Les entreprises peuvent améliorer la sécurité de leurs propres conducteurs et des opérations de leur flotte de vendeurs, et les entreprises les plus performantes peuvent partager les meilleures pratiques avec d'autres entreprises et devraient envisager d'adopter la Gestion de la sécurité routière ISO 39001 l'approche.

Des processus à l'échelle de l'entreprise pour évaluer les entrepreneurs du point de vue de la santé, de l'environnement et de la sécurité, qui incluent l'attente d'un processus documenté de sécurité des véhicules automobiles, peuvent aider les parcs de véhicules à établir de meilleures normes pour leurs propres employés, entrepreneurs et fournisseurs.

Les systèmes de gestion du trafic routier pour les flottes sont développés afin de réduire les décès et les blessures graves liés aux accidents de la route. Il utilise souvent des politiques officielles qui clarifient les normes de sécurité, orientent la gestion des programmes, établissent les rôles et les responsabilités et assurent l'alignement sur les meilleures pratiques.

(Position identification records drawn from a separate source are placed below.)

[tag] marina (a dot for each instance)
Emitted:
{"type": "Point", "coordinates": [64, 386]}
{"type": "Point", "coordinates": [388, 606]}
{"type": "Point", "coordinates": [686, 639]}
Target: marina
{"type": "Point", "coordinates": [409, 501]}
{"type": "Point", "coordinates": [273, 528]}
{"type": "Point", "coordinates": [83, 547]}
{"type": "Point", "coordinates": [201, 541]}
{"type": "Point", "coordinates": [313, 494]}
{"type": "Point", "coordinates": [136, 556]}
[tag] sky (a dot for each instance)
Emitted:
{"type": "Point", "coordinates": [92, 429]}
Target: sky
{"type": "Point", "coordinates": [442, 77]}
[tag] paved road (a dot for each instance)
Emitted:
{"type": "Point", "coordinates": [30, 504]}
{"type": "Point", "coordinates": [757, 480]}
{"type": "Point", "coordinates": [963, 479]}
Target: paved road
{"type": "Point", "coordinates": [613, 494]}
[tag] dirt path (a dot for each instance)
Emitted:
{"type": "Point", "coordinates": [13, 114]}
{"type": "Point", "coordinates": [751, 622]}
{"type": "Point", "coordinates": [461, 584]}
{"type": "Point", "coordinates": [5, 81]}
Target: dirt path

En fin de compte, l'objectif est d'impliquer le secteur privé avec les gouvernements, les organismes mondiaux et la société civile afin de travailler ensemble pour sauver des vies sur les routes du monde.

Pour en savoir plus sur les raisons pour lesquelles le secteur privé devrait se préoccuper de la sécurité routière, consultez le livre blanc du groupe d'experts de la TSR ?Investir dans la sécurité routière : Un impératif mondial pour le secteur privé.”